Kolaborasi merupakan bagian dari partisipasi publik, dalam kolaborasi masyarakat bisa berpartisipasi dalam upaya pemberantasan korupsi dan telah dijamin UU No. 31 Tahun 1999 jo. UU No. 20 tahun 2001 (Pasal 41 ayat 2), PP 71 Tahun 2000 tentang peran serta masyarakat dalam pencegahan dan pemberantasan tindak pidana korupsi, PP 43 Tahun 2018 tentang tata cara pelaksanaan peran saerta masyarakat dan pemberian penghargaan dalam pencegahan dan pemberantasan tindak pidana korupsi. Kemudian publik bisa berpartisipasi dalam pengambilan kebijakan, mengawal penyelenggaraan pemerintah (UU No. 23 tahun 2014 jo. UU No.9 tahun 2015, PP No. 45 tahun 2017).

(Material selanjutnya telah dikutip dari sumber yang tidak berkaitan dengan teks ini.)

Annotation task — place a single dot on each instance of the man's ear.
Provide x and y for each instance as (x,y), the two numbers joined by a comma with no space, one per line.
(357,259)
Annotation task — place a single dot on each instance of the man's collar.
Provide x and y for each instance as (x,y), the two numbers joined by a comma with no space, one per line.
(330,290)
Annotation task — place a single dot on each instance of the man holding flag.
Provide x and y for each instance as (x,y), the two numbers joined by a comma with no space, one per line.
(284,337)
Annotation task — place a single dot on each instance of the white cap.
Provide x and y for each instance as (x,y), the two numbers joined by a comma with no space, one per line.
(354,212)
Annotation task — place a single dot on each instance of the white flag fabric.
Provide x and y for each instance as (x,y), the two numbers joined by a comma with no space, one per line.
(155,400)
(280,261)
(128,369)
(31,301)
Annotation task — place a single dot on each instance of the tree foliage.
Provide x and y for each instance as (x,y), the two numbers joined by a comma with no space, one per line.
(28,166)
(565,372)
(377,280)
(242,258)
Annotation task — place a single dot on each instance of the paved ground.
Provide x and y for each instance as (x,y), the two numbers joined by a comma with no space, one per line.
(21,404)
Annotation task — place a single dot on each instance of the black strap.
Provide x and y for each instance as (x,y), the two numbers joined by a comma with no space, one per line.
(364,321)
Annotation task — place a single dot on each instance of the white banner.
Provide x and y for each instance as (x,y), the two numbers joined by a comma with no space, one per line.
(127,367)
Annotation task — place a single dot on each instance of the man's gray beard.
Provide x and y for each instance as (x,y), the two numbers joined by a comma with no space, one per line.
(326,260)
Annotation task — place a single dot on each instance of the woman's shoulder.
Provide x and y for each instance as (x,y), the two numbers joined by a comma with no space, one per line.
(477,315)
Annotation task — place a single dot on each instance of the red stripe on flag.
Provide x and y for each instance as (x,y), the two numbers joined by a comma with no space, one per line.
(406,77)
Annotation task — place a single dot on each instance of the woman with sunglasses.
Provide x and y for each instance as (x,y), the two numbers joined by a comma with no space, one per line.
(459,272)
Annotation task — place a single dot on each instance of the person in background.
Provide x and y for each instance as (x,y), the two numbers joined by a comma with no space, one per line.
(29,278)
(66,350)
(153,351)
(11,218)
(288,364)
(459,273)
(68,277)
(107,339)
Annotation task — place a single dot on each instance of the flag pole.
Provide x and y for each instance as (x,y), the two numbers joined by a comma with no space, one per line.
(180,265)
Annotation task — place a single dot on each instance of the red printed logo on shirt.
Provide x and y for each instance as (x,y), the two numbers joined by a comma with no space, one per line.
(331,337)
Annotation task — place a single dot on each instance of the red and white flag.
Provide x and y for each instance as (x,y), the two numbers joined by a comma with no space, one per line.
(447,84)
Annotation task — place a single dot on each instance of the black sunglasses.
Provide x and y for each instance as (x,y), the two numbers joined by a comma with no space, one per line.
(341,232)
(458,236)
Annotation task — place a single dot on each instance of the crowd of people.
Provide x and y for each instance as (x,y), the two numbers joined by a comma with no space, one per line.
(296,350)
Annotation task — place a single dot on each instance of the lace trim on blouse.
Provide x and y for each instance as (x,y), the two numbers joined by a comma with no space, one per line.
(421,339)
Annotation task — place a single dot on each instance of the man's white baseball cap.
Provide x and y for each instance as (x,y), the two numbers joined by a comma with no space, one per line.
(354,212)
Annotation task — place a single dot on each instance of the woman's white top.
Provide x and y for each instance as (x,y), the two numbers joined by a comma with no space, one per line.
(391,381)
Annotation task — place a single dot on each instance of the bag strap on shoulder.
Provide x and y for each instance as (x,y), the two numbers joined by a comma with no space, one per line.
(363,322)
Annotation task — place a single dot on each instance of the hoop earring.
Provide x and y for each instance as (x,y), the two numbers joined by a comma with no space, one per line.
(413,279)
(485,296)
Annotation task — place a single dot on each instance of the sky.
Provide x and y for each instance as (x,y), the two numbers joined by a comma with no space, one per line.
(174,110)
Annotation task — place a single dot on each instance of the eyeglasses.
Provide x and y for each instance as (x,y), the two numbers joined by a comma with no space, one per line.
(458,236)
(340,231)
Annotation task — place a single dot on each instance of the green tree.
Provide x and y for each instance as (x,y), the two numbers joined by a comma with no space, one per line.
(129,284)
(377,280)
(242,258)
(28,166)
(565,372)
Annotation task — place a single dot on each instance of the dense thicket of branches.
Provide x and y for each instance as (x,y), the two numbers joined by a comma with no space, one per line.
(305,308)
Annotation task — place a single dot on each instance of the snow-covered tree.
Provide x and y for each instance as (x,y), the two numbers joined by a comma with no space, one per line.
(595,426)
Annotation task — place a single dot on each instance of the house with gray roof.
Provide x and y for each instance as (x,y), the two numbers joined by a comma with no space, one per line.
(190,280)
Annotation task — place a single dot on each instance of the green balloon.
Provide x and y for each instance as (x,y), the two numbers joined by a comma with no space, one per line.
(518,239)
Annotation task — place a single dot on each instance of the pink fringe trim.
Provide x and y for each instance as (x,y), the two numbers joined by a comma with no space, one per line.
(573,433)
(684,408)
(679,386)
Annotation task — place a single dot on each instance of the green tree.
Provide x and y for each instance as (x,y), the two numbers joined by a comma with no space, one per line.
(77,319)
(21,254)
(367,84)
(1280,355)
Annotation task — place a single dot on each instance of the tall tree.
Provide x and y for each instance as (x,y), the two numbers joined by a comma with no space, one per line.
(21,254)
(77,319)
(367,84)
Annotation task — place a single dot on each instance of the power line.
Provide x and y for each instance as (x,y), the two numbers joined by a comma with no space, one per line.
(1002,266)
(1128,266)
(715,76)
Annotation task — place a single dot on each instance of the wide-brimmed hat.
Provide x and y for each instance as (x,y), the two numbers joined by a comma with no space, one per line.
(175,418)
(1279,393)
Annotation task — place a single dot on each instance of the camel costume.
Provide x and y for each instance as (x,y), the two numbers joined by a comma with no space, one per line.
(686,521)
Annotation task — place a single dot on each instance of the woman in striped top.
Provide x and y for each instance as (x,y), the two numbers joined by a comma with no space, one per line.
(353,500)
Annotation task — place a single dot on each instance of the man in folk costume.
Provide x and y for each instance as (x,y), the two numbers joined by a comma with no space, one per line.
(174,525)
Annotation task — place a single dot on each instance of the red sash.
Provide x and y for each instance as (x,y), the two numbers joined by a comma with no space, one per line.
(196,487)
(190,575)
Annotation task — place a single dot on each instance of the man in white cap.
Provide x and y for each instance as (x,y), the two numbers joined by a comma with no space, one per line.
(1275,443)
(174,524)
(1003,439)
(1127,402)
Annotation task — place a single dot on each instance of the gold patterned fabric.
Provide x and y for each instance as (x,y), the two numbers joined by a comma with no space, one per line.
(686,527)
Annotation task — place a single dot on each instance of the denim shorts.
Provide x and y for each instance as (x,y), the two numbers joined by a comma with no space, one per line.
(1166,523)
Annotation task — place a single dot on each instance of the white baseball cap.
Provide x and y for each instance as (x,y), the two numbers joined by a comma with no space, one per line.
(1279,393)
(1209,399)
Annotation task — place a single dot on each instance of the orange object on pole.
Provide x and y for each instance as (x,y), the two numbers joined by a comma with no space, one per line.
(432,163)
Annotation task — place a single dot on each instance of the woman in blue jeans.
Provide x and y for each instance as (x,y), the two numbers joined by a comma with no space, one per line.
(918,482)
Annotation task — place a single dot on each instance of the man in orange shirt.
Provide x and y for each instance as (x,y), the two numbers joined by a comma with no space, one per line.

Upaya yang dapat dilakukan masyarakat sipil dan jurnalis dalam melakukan upaya perlawanan terhadap korupsi yakni dengan cara (Robert Klitgaard): Pertama: merubah budaya institusi/lembaga. Kedua: memobilisasi kawan, melawan korupsi membutuhkan sekutu mulai dari masyarakat sipil, swasta, orang-orang baik di pemerintahan, komunitas dan lain-lain. Ketiga: reformasi sistem. Selain itu, meningkatkan pengetahuan tentang antikorupsi, membentuk komunitas berjejaring, dan lakukan kampanye antikorupsi seperti pendidikan karakter dalam lingkungan terkecil di sekolah dan masyarakat.